Once predicted to be the Asian century, the 21st century may actually see many countries in Asia coming to grips with its aging population.
Japan is the oft-cited example of a top-heavy demographic, a term that describes a population where the elderly outnumbers the youth and thus placing strain on the country’s support infrastructure and finances.
But Japan will not be the only country in Asia with a population crisis as the 21st century progresses.
As countries in Asia progress, their youth are having less children or are putting off marriage until a later age while the rapid progress of healthcare ensures that its aging population lives longer.
Countries like Singapore, South Korea, Thailand and even China will have a crisis of demographics by the turn of the 22nd century as the shrinking youth population accepts the financial and social burden of caring for the elderly, according to the Asian Developmen.t Bank
The ADB say that governments across the region are ill-prepared for this eventuality citing the lack of pension schemes across the region.

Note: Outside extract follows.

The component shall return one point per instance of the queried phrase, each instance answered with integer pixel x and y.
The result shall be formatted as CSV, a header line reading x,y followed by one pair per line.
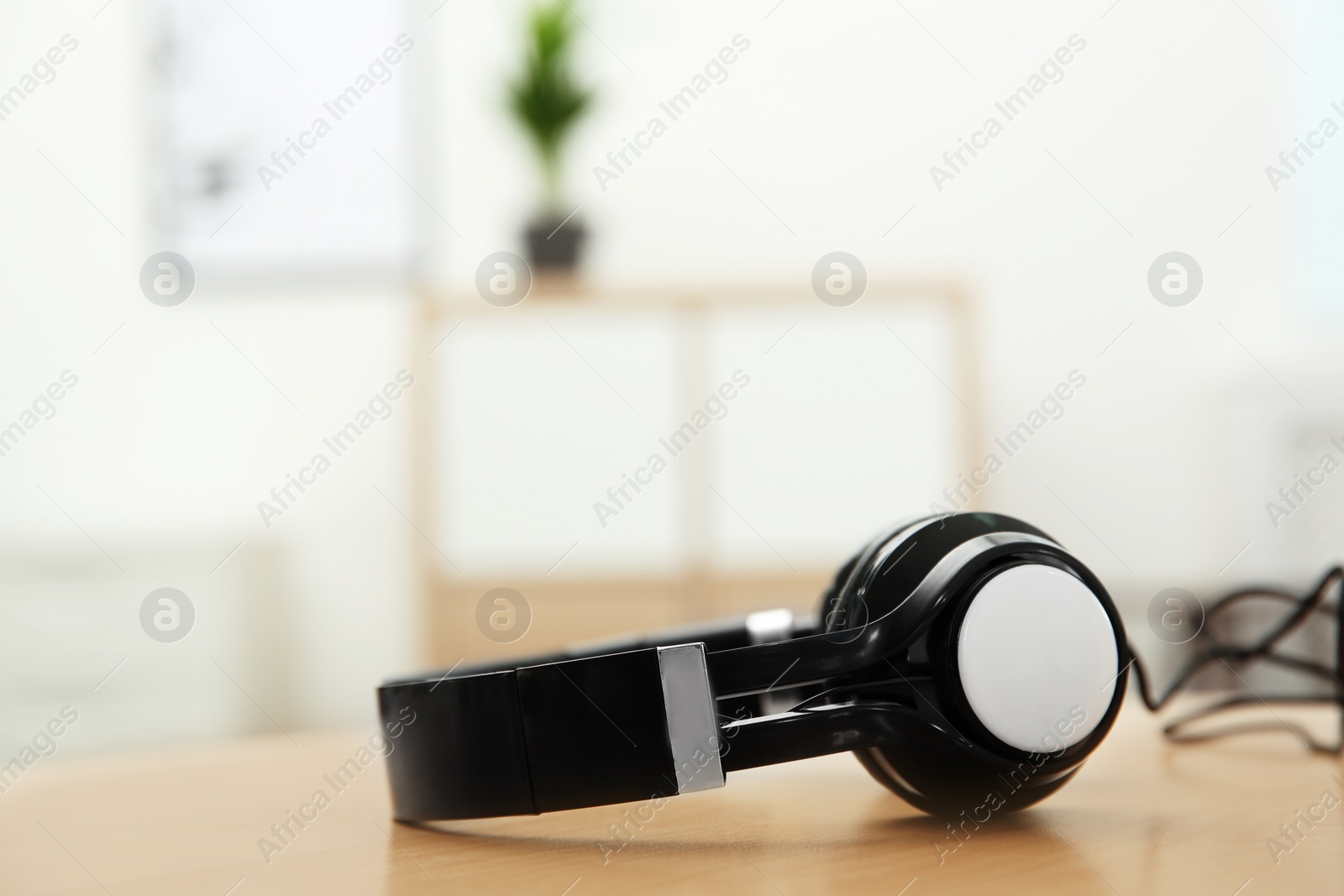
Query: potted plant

According to ADB statistics only 10 percent of China’s rural population is covered by any pension scheme while only 14 percent of India’s workforce is covered.

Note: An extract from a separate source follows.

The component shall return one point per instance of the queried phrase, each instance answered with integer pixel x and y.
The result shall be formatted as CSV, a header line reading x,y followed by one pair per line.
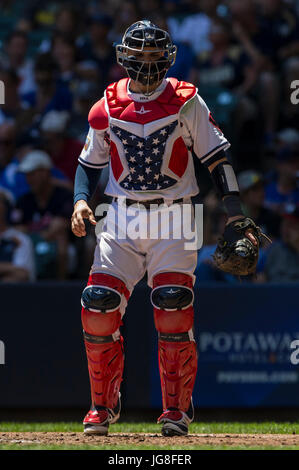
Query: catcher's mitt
x,y
235,253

“As the population dividend that fueled Asia’s rapid growth becomes a tax, the region must find innovative ways to sustain economic expansion and provide better support for its growing elderly population,” said Juzhong Zhuang, ADB’s Deputy Chief Economist
Even middle-income countries like Thailand, Vietnam and Malaysia will be affected by these demographic trends.
It is predicted that Vietnam will become an aged society, a society where the elderly outnumber the youth, by 2037 and Thailand by 2039.

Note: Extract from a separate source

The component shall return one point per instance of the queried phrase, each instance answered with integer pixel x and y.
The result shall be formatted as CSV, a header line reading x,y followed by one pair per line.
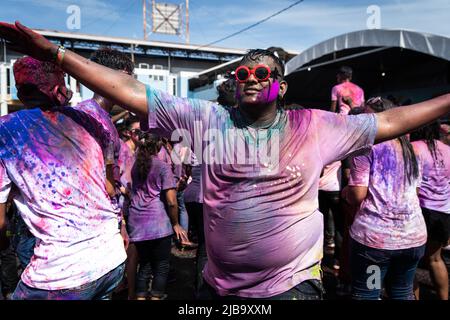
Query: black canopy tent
x,y
405,64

The International Monetary Fund has called on countries around Asia to use Japan as an example and act early or risk the growth rates that were sustained in the earlier part of the century.
Experts say that the shifting demographics do not necessarily have to be a burden but can also be an opportunity for change and inclusiveness.
The IMF say that a shrinking workforce could mean more opportunity for women in the workplace and that migrant worker programs can offset some of the burden placed on the population.
“By encouraging foreign workers, including through guest worker programs, migration can soften the adverse growth impact of rapid aging by partially offsetting the expected decline in the domestic labor force,” the IMF said in a report.
Studies by the United Nation’s Department of Economic and Social Affairs has pointed to immigration as a way to offset a shrinking population. But whether such programs are socially feasible for societies unaccustomed to large-scale migration remains to be seen.